15 KiB
| id | title | status | source_sections | related_topics | key_equations | key_terms | images | examples | open_questions |
|---|---|---|---|---|---|---|---|---|---|
| push-recovery-balance | Push Recovery & Robust Balance | established | reference/sources/paper-gait-conditioned-rl.md, reference/sources/paper-getting-up-policies.md, reference/sources/paper-safe-control-cluttered.md, reference/sources/paper-residual-policy.md, reference/sources/paper-cbf-humanoid.md | [locomotion-control whole-body-control safety-limits equations-and-bounds learning-and-ai simulation] | [com zmp inverse_dynamics] | [push_recovery ankle_strategy hip_strategy stepping_strategy residual_policy control_barrier_function support_polygon perturbation_curriculum] | [] | [] | [What is the max recoverable push force for the stock G1 controller? Does residual policy overlay work with the proprietary locomotion computer, or does it require full replacement? What is the minimum viable sensor set for push detection (IMU only vs. IMU + F/T)? What perturbation force ranges should be used in training curriculum?] |
Push Recovery & Robust Balance
Making the G1 robust to external pushes and maintaining balance during all activities — the "always-on" stability layer.
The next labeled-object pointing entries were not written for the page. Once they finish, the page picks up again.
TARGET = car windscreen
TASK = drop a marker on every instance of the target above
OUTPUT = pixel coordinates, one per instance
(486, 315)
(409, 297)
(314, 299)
1. Push Recovery Strategies
When a humanoid is pushed, it can respond with progressively more aggressive strategies depending on perturbation magnitude: [T1 — Established biomechanics/robotics]
Ankle Strategy (Small Perturbations)
- Mechanism: Ankle torque adjusts center of pressure (CoP) within the foot
- Range: Small pushes that don't move CoM outside the foot support area
- Speed: Fastest response (~50ms)
- G1 applicability: Yes — G1 has ankle pitch and roll joints [T1]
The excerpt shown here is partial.